By David North on January 10, 2023

A few days ago, in a posting about the proposed new round of USCIS fees, we noted that a large increase in the fee had been proposed for a “Certificate of Non-Existence”, a USCIS form that I had never heard of before. (It was among a list of 144 others, so the ignorance might be excused.)

The proposal was that the fee was going to rise from nothing to $330.

Was USCIS going to charge us such a fee to certify the non-existence of Dracula — or at the other extreme, Santa Claus? Did this somehow relate to non-existent corporations?

Our speculation on the subject was dashed when we looked up the form (G-1566) on the internet and found that a fuller title, such as “Certificate of Non-Existence of Records”, would have solved most of the mystery.

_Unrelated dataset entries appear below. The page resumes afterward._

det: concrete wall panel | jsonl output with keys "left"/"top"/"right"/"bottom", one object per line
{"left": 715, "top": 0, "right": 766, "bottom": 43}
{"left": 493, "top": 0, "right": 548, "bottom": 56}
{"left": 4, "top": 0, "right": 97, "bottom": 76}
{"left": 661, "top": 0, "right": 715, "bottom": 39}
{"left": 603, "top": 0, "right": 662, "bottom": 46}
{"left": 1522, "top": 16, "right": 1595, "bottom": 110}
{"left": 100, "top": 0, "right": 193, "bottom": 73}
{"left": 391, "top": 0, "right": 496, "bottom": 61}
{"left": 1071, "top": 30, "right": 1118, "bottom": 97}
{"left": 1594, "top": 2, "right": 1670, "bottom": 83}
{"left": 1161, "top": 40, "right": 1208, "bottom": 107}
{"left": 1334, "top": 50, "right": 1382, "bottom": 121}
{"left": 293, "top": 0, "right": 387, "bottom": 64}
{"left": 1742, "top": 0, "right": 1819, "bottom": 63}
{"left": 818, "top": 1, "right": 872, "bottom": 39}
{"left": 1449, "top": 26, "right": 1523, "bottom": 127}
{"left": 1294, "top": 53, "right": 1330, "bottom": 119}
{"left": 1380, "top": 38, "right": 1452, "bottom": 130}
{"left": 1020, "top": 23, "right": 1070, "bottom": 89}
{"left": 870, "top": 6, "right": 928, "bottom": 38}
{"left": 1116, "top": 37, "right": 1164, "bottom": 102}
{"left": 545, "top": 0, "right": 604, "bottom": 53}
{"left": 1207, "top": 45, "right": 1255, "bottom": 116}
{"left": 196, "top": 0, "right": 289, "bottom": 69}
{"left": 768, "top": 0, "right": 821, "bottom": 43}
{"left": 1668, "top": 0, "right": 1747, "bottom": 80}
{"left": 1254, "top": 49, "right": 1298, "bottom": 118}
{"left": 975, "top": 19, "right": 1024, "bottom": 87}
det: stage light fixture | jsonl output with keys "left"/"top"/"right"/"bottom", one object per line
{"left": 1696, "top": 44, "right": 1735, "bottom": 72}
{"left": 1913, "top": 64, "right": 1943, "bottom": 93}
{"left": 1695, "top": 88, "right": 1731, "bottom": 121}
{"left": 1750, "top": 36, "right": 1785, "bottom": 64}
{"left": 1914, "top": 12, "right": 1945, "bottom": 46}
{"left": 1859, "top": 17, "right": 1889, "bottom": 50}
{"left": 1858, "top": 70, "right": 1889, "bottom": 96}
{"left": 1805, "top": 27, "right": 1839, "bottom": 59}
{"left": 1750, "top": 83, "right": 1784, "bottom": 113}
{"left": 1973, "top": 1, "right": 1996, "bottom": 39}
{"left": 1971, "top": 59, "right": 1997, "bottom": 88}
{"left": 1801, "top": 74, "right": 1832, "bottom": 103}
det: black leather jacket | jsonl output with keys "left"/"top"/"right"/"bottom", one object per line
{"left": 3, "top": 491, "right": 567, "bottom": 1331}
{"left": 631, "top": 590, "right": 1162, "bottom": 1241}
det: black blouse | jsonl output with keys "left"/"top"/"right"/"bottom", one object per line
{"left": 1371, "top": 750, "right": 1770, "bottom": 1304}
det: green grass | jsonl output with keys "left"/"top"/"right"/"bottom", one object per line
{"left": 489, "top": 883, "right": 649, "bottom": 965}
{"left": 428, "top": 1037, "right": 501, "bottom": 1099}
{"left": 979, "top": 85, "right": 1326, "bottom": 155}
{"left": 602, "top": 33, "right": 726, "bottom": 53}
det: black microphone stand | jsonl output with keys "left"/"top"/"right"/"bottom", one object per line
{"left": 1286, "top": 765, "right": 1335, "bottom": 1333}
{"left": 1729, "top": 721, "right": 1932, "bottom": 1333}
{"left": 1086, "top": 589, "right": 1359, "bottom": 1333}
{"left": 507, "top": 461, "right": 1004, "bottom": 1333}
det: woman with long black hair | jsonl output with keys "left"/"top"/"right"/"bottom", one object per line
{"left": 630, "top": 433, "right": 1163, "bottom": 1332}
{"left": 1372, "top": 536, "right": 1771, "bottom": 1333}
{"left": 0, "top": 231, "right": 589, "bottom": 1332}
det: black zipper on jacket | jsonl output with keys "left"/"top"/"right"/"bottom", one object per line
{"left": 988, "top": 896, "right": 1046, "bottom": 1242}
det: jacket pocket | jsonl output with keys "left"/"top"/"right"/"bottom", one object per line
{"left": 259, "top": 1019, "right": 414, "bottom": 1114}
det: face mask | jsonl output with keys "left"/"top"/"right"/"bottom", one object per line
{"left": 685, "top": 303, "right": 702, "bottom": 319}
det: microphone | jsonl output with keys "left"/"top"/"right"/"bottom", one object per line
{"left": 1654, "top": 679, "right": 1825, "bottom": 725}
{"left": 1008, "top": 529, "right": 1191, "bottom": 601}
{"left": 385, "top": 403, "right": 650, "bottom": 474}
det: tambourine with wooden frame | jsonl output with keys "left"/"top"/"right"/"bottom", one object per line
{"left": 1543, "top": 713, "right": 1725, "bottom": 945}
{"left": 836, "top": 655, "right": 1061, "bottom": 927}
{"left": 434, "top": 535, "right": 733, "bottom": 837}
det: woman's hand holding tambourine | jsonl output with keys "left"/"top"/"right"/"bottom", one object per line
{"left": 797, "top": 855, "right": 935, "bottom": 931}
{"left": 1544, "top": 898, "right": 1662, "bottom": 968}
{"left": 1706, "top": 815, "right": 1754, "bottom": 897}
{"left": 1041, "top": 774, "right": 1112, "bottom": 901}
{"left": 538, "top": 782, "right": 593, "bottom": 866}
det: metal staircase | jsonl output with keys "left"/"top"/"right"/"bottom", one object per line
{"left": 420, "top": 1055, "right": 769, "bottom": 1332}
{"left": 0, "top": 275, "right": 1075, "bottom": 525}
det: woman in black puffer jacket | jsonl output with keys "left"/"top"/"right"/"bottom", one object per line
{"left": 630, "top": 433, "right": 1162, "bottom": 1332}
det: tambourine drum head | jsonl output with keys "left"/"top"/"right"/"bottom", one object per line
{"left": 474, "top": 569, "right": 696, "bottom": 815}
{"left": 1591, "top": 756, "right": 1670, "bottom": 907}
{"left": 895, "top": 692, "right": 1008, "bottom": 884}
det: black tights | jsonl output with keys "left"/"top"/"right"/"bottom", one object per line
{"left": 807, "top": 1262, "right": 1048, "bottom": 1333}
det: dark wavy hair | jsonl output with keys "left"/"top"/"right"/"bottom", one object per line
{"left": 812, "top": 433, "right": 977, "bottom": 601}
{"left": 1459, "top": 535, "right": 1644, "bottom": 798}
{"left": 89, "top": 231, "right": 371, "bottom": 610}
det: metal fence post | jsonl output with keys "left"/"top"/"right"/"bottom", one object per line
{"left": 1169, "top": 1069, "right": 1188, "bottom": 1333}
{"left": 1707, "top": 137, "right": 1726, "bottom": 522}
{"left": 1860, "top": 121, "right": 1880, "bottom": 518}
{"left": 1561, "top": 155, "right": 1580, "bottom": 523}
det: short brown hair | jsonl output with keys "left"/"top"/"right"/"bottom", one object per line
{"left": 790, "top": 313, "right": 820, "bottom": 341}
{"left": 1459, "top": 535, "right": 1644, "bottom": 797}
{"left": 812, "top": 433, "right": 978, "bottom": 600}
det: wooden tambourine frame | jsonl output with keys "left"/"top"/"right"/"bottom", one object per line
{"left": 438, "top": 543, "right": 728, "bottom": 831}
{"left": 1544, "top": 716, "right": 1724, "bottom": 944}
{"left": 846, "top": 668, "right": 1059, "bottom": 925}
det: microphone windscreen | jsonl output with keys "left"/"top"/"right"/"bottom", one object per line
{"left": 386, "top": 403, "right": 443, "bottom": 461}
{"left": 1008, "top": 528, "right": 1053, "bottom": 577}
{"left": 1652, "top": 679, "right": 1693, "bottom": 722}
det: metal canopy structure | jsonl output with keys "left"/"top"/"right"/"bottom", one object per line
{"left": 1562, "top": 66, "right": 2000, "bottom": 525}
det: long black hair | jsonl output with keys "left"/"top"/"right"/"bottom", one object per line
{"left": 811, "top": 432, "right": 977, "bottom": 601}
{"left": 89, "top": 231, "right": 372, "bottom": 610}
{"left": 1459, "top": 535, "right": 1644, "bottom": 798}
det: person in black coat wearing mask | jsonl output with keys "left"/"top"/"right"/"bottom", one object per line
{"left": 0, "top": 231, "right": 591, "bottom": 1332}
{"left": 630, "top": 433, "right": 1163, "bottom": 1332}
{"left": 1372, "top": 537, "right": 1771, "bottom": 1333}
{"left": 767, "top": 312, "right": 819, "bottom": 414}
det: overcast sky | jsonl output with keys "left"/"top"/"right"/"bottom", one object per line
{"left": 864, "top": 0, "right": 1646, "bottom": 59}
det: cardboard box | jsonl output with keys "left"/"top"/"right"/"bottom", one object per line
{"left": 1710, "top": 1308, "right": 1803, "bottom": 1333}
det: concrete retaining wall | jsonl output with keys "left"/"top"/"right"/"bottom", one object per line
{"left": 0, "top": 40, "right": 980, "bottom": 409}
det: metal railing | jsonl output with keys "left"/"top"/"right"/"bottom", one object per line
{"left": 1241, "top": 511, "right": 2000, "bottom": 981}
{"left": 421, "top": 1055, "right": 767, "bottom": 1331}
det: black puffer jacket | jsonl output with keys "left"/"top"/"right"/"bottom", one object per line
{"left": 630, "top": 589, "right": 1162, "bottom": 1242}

It seems that under some circumstances it is useful for someone to seek such a certificate that neither USCIS, nor the predecessor agency, the old Immigration and Naturalization Service, has any records on that person. You may apply for yourself or a relative, including a dead one.

Now it is a nuisance — and no minor expense — to paw through tens of millions of records, even digital ones, to prove a negative; the government should not be doing this for free, so the proposed fee of $330 is justified.

The remaining mystery is why would the lack of immigration documentation be useful to someone? If a reader, perhaps an immigration lawyer, could answer that question we will be to happy to share the solution, along with the informant’s name, with other readers.

Sometimes the government seeks to de-naturalize someone and a possible reply could be “I never was naturalized in the first place.” This would seem to be an unlikely scenario — are there others? Maybe a prosecutor might want to show that a criminal had no proof of legal status in the country in an effort to help convince a jury that they should convict the guy.